Queste pratiche erano ricercate da tutte quelle categorie di persone abbienti che non potevano aspirare ad un ruolo pubblico istituzionale, come appunto le donne o i liberti, a cui era proibito il cursus honorum anche a livello municipale.

Indubbiamente, gli onori femminili accrescevano la dignitas di tutta la famiglia, contribuendo alla creazione di una memoria civica familiare.

L’evergetismo femminile, quindi, era sempre strettamente legato all’ambiente familiare.

L’azione munifica delle donne riguardava soprattutto la realizzazione o il restauro di edifici, il dono di cibo o statue, l’elargizione di denaro, o la creazione di fondi con lasciti testamentari. Questo evergetismo romano rispondeva ad esigenze politiche.

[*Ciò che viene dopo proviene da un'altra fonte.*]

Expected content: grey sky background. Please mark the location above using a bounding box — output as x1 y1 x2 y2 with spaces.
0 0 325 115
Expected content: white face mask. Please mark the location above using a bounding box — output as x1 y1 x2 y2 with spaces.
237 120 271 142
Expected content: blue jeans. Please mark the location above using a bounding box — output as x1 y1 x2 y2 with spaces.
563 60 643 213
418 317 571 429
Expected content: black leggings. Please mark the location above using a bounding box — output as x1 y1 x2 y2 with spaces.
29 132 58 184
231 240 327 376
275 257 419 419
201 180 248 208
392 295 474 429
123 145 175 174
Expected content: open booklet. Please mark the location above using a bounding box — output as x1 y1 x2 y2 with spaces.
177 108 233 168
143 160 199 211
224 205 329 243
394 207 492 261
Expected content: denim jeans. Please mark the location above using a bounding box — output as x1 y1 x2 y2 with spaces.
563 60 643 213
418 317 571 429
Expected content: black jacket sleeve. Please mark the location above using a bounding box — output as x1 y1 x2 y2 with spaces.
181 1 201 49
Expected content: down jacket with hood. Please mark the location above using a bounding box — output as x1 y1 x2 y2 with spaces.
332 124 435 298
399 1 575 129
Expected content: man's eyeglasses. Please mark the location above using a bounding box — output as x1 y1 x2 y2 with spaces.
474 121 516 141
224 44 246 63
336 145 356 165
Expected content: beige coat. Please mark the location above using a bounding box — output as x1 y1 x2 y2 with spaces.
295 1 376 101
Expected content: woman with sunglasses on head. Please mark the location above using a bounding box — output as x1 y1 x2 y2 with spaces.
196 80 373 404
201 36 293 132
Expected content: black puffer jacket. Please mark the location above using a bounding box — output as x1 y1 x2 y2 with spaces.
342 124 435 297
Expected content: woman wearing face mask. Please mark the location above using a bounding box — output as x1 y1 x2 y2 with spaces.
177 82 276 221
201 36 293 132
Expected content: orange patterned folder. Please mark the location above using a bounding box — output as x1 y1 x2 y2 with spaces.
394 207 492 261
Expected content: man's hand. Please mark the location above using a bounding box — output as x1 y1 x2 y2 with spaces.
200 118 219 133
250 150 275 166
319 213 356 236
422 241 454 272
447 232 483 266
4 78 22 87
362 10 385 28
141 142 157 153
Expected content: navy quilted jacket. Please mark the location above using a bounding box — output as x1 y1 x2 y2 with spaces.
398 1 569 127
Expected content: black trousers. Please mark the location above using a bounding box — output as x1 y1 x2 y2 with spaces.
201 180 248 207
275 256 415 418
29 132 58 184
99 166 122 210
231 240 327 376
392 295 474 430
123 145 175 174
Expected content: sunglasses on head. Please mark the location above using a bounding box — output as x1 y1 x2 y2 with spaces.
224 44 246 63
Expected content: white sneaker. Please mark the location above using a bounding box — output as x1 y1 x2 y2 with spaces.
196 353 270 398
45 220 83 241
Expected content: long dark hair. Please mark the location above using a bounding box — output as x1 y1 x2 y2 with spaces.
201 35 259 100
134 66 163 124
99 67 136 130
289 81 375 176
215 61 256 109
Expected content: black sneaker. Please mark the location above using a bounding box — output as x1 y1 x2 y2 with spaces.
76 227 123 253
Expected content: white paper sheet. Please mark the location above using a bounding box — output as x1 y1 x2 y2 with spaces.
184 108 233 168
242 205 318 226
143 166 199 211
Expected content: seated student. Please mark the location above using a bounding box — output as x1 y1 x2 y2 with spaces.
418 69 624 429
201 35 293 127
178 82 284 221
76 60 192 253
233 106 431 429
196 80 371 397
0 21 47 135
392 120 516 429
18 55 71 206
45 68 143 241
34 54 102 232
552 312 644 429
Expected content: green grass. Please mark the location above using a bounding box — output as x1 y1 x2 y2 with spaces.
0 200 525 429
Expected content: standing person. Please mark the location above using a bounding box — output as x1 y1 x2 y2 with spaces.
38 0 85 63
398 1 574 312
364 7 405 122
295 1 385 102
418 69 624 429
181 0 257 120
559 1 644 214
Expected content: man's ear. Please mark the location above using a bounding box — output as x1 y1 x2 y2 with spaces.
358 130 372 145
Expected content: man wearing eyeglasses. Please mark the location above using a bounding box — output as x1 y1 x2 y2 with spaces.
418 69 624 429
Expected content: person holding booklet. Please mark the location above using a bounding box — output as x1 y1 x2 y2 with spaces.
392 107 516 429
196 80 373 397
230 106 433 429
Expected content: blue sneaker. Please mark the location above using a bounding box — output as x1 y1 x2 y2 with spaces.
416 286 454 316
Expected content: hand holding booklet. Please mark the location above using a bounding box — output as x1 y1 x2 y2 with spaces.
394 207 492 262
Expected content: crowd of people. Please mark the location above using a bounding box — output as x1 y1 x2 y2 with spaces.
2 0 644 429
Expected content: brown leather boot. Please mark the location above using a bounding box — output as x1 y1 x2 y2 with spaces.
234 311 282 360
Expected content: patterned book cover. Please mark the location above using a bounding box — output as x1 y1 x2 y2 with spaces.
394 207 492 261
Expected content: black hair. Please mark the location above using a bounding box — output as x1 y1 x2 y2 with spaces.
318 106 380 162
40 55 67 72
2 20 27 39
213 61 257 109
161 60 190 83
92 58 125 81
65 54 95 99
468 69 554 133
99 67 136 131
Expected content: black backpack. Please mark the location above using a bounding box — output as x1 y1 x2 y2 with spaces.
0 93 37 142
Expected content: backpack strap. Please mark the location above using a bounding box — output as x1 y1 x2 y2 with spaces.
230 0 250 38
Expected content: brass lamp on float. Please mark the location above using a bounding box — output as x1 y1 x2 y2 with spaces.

Non si trattava mai di carità verso i poveri, come sarà poi in seguito con la religione cristiana.

Nella parte Orientale, invece, sembra perdurare l’influenza della tradizione ellenistica, in cui alle donne erano concesse alcune cariche civiche più propriamente istituzionali.
Tale condizione è osservabile soprattutto fra le isole dell’Egeo, Egitto, ed Asia Minore, dove vi erano retaggi orientali, e la tradizione delle antiche corti ellenistiche, che avevano costituito un modello di “emancipazione” femminile, ben testimoniato anche dalle epigrafi.

Abbiamo testimonianze di donne con carica di demiurgo ad Aspendo, arconte a Teno ed Istro, stephanophoros a Sardi ed a Priene, ecc.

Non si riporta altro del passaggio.